# the green liquid??????



## Glasshousebltr (Feb 9, 2004)

Getting on his face? Touching it? He's probably lunching it on a dare. This thread is the result of a paranoid afterthought.:cheesygri 

Bob


----------



## 1grnlwn (Feb 13, 2005)

My vote is wire pulling lubricant. A version of liguid soap. Our's is yellow though.


----------



## Romex Racer (Mar 5, 2005)

Does it taste good or bad? That could be a clue.


----------



## jbfan (Apr 1, 2004)

Welcome Racer. They never answered back so we can only assume it was a fatal error on their part!!


----------



## MasterStrokes (Feb 26, 2005)

Electricmanscot said:


> Whay the heck are you getting it on your face? And if you don't know what it is whay are you touching it?


LOL I can picture it.

While talking to my landlord one day we noticed his little dog by the barn, chewing on something, flipping it in the air and then rolling around on it like gold had been found. A closer look revealed a mouse that had been dead for days. 

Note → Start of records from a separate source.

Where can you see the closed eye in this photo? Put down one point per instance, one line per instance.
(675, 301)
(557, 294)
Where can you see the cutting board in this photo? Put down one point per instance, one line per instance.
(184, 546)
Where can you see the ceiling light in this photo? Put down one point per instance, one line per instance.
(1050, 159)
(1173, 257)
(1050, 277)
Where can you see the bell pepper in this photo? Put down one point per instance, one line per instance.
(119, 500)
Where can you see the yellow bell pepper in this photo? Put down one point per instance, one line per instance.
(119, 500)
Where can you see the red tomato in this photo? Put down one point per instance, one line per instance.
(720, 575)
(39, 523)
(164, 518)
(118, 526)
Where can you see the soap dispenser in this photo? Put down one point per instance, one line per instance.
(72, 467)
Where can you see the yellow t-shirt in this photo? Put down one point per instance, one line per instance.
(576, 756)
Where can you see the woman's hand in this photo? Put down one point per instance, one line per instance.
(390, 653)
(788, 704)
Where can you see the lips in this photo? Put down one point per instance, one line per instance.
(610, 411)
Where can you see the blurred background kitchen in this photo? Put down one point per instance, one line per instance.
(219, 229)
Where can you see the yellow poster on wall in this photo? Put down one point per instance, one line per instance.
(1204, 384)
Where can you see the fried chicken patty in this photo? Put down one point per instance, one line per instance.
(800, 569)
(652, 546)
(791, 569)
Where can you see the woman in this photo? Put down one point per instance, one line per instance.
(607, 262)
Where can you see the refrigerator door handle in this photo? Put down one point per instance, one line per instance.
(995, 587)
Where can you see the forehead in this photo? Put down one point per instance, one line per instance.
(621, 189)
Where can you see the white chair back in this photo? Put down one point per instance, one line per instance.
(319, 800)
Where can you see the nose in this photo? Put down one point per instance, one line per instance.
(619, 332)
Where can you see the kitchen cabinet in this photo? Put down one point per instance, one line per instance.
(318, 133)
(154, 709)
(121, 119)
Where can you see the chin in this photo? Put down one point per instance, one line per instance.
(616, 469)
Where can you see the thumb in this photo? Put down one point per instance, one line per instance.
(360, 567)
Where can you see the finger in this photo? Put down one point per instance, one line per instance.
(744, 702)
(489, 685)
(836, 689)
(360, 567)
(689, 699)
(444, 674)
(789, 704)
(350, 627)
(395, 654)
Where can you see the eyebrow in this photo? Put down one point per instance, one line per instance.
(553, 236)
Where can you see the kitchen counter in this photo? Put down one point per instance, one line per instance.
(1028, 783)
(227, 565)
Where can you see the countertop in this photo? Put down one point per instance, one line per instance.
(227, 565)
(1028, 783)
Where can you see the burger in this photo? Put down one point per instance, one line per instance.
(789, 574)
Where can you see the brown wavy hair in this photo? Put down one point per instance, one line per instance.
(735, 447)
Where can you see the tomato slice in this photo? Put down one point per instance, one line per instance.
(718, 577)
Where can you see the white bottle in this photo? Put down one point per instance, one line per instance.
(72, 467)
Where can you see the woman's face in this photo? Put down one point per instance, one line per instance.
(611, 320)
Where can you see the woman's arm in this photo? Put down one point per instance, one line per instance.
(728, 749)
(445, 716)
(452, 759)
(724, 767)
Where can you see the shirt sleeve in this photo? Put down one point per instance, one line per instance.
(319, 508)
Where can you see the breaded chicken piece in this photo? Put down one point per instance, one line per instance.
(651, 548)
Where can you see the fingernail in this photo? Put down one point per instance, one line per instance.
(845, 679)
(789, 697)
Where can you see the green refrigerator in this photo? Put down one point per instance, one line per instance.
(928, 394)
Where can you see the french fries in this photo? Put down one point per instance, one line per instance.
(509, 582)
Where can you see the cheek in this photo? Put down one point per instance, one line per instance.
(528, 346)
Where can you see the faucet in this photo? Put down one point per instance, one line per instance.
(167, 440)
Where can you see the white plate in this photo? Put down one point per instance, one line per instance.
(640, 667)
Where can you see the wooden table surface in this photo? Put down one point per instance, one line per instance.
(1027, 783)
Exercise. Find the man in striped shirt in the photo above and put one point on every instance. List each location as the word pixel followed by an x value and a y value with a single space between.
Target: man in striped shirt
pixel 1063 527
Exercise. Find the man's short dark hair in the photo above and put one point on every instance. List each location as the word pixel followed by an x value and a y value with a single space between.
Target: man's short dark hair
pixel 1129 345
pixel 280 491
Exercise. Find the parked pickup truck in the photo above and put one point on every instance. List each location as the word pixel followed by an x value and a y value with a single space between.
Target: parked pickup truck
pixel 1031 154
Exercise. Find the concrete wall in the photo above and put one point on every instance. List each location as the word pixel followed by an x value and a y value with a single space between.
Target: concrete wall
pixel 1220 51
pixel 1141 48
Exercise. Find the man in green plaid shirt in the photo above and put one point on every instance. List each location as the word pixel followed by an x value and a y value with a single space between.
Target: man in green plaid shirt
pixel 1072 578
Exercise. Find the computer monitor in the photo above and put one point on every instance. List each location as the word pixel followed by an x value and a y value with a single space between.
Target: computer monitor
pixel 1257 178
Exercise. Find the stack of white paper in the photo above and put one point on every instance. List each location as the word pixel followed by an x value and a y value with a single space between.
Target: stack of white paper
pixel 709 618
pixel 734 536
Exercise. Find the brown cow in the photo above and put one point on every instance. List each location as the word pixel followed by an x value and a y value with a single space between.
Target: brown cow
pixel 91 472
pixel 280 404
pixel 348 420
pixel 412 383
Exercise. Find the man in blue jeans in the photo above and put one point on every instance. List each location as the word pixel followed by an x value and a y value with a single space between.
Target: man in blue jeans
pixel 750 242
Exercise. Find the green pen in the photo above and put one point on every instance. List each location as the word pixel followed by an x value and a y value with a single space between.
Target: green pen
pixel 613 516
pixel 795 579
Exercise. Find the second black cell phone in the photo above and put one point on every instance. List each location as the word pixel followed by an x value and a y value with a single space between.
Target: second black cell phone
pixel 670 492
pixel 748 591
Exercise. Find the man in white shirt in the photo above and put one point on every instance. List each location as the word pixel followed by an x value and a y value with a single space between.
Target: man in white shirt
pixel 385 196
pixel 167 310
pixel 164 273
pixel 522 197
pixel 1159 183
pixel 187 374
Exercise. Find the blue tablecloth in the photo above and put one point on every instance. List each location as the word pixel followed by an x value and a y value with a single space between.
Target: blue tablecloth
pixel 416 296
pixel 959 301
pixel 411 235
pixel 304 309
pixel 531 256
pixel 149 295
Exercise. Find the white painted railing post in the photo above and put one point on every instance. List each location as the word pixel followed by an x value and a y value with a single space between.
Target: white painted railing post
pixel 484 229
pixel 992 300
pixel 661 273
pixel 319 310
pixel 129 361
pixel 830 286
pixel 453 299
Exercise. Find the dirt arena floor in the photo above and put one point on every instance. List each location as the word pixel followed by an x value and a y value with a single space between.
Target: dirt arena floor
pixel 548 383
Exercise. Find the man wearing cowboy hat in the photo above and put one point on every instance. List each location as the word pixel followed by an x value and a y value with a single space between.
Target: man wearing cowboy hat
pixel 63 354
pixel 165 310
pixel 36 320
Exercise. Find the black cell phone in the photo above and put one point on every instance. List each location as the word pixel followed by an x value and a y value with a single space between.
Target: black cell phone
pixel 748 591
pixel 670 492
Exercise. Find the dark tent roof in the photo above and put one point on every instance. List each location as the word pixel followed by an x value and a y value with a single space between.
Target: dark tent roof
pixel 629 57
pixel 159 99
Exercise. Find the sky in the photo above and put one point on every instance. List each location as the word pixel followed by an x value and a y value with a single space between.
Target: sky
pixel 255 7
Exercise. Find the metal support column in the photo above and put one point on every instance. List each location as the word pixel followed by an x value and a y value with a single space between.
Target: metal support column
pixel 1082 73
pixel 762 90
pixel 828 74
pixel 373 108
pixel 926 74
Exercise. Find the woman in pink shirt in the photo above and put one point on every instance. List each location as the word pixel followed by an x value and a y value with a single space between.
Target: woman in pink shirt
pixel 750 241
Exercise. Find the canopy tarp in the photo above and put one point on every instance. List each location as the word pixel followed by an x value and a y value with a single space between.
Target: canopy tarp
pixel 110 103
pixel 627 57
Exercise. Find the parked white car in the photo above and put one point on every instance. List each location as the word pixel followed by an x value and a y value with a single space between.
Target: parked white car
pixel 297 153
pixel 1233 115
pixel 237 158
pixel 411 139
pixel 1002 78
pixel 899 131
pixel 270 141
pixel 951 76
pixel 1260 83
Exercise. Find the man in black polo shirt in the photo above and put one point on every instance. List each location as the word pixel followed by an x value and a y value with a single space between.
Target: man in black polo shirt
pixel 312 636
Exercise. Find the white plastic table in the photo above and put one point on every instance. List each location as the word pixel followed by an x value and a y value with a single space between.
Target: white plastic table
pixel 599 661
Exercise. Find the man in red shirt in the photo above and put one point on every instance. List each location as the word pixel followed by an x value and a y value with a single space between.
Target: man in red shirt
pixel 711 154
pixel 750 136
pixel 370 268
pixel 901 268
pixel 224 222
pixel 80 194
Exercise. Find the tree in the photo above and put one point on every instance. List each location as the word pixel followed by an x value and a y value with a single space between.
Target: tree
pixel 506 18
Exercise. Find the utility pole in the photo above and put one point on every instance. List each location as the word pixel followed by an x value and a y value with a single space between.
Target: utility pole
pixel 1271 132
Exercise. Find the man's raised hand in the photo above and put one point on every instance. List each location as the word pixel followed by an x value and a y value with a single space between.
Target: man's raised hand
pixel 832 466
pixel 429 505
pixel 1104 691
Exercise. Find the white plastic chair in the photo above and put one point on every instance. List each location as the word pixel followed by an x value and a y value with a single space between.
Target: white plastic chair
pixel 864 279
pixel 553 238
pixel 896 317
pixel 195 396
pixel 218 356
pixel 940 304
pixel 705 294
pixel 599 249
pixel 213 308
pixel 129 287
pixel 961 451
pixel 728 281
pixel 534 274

Not 5 minutes later my landlords sitting on the porch with the dog his lap letting it lick his lips.  I don’t know about some people.


----------



## mdcorreia (May 21, 2006)

I have seen that green liquid inside junction boxes in the basement and sometimes comes out of receptacles. It was coming from inside the romex cable. Must be moisture with oxidation and the mixture of the cable covering color - bluish -green.


----------



## gjbspark (Dec 24, 2008)

*gjbspark*

hi all
this green stuff is chemical breakdown residue,
that is to say the cable,s insulation is chemically breaking down.
cable manufacturers say "rewire urgent"
happy christmas :thumbsup:


----------